Ces données proviennent d’une étude publiée le 7 juillet 2026 par la Drees (Direction de la recherche, des études, de l’évaluation et des statistiques), un organisme public français chargé de produire des statistiques sur la santé et le social.
Cette augmentation contraste avec les objectifs de santé publique fixés par les autorités, qui visaient à réduire ce taux.
Contexte historique
La hausse de la mortalité infantile en France n’est pas un phénomène récent, mais elle s’aggrave depuis plusieurs années.
Le problème est régulièrement signalé par des experts, des associations et des professionnels de santé, sans que des mesures efficaces ne soient mises en place pour inverser la tendance.
Cette situation soulève des questions sur l’efficacité des politiques publiques et des alertes lancées par les acteurs du système de santé.
Le sujet est d’autant plus préoccupant que la France, souvent citée comme un modèle en matière de protection sociale, peine à garantir la sécurité des nouveau-nés.
Les causes de cette mortalité accrue restent multifactorielles et nécessitent une analyse approfondie pour comprendre pourquoi les solutions proposées jusqu’à présent n’ont pas permis de réduire ces chiffres.
Causes identifiées
Plusieurs facteurs pourraient expliquer cette hausse de la mortalité infantile.

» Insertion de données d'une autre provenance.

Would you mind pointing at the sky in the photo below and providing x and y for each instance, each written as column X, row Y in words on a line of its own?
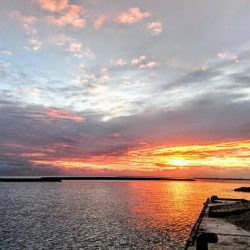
column 142, row 88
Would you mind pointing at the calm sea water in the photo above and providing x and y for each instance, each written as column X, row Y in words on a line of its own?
column 104, row 214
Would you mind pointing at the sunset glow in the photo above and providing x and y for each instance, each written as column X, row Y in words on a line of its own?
column 124, row 88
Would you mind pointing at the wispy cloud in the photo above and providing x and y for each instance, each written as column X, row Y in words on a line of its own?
column 131, row 16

Selon les experts, ils incluent des problèmes structurels dans le système de santé, comme la saturation des services de néonatologie, le manque de personnel soignant qualifié, ou encore des inégalités d’accès aux soins selon les territoires.

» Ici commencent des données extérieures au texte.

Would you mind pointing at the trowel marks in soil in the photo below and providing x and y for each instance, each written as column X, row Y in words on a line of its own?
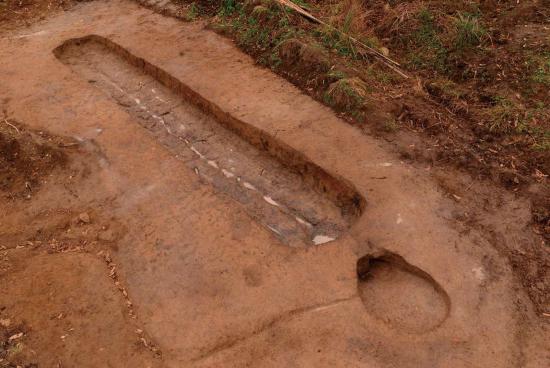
column 401, row 295
column 292, row 197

Un livre publié en 2025, intitulé *4,1.
Le scandale des accouchements en France*, met en lumière des dysfonctionnements dans les maternités, notamment des conditions de travail difficiles pour les équipes médicales et des délais d’intervention trop longs.
Anthony Cortès, co-auteur de cet ouvrage et journaliste, souligne que ces problèmes ne sont pas nouveaux mais s’aggravent avec le temps.
D’autres causes possibles incluent des facteurs socio-économiques, comme la précarité des parents, qui peut impacter la santé de la mère et du bébé pendant la grossesse et après la naissance.
Solutions envisagées
Face à cette situation, plusieurs pistes sont évoquées pour améliorer la prise en charge des nouveau-nés et réduire la mortalité infantile.
Parmi les propositions, on trouve l’augmentation des effectifs dans les services de néonatologie, la formation continue des professionnels de santé, et une meilleure répartition des ressources médicales sur le territoire.
Certains experts plaident également pour une réforme des protocoles de soins périnataux, afin d’accélérer les interventions en cas de complications.
Une autre solution serait de renforcer le suivi des grossesses à risque, en identifiant plus tôt les femmes vulnérables et en leur offrant un accompagnement adapté.
Enfin, des associations demandent une meilleure allocation des budgets publics pour la santé maternelle et infantile, afin de garantir un accès équitable aux soins pour toutes les familles, quel que soit leur lieu de résidence.
Rôle des institutions
Les institutions publiques, comme la Drees, jouent un rôle central dans le suivi et l’analyse des données sur la mortalité infantile.
Leur travail permet d’identifier les tendances et d’alerter les pouvoirs publics sur les risques.
Cependant, la mise en œuvre de solutions dépend aussi des décisions politiques et des priorités budgétaires.
Les professionnels de santé, quant à eux, sont en première ligne pour constater les dysfonctionnements au quotidien.
Leur voix est souvent relayée par des médias ou des ouvrages comme celui d’Anthony Cortès, qui mettent en lumière les lacunes du système.
Malgré ces alertes répétées, les changements concrets restent limités, ce qui interroge sur l’efficacité des mécanismes de réponse aux crises sanitaires en France.